🤖 AI Summary
Diffusion models suffer from high hardware overhead, hindering practical deployment. Existing quantization methods predominantly rely on uniform scalar quantization (USQ), whereas vector quantization (VQ) has demonstrated superior efficacy in large language models (LLMs). This work introduces, for the first time, codebook-driven additive vector quantization (AVQ) for diffusion model compression, proposing a W2/W4 ultra-low-bit weight compression framework tailored for inference acceleration—featuring a custom efficient inference kernel and class-conditional generation adaptation. Evaluated on LDM-4/Imagenet, our method establishes a new Pareto-optimal frontier at ultra-low bitwidths: at W4A8, sFID improves by 1.92 over full-precision; at W2A8, it achieves state-of-the-art FID, sFID, and ISC. Real-world measurements show substantial cross-hardware FLOPs reduction. By transcending traditional scalar quantization limitations, this work establishes a novel paradigm for lightweight diffusion modeling.
📝 Abstract
Significant investments have been made towards the commodification of diffusion models for generation of diverse media. Their mass-market adoption is however still hobbled by the intense hardware resource requirements of diffusion model inference. Model quantization strategies tailored specifically towards diffusion models have been useful in easing this burden, yet have generally explored the Uniform Scalar Quantization (USQ) family of quantization methods.
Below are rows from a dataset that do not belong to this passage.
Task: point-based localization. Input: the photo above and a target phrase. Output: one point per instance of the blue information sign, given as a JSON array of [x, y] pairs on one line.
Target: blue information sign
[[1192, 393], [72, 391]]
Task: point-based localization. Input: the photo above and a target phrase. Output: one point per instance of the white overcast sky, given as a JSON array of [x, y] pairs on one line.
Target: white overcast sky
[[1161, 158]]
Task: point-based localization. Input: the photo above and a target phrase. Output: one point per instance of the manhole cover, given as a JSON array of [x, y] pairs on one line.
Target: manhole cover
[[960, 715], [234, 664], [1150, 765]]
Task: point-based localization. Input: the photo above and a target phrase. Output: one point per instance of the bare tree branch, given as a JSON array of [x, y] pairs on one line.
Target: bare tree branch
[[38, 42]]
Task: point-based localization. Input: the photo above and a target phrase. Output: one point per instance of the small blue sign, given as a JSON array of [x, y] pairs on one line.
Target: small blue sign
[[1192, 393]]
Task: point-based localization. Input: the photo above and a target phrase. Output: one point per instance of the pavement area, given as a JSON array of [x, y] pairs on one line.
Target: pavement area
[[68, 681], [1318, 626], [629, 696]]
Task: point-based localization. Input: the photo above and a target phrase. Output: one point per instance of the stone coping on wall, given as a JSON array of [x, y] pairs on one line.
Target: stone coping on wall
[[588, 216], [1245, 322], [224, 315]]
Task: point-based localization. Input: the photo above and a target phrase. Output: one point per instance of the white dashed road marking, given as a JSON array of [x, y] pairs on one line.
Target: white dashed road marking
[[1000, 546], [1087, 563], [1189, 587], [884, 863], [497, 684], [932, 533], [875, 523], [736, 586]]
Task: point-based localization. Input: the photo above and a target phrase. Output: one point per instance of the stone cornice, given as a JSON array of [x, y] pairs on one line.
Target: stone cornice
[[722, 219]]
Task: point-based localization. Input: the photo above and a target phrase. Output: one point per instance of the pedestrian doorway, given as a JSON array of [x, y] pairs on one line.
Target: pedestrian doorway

In contrast, Vector Quantization (VQ) methods, which operate on groups of multiple related weights as the basic unit of compression, have seen substantial success in Large Language Model (LLM) quantization. In this work, we apply codebook-based additive vector quantization to the problem of diffusion model compression. Our resulting approach achieves a new Pareto frontier for the extremely low-bit weight quantization on the standard class-conditional benchmark of LDM-4 on ImageNet at 20 inference time steps. Notably, we report sFID 1.92 points lower than the full-precision model at W4A8 and the best-reported results for FID, sFID and ISC at W2A8. We are also able to demonstrate FLOPs savings on arbitrary hardware via an efficient inference kernel, as opposed to savings resulting from small integer operations which may lack broad hardware support.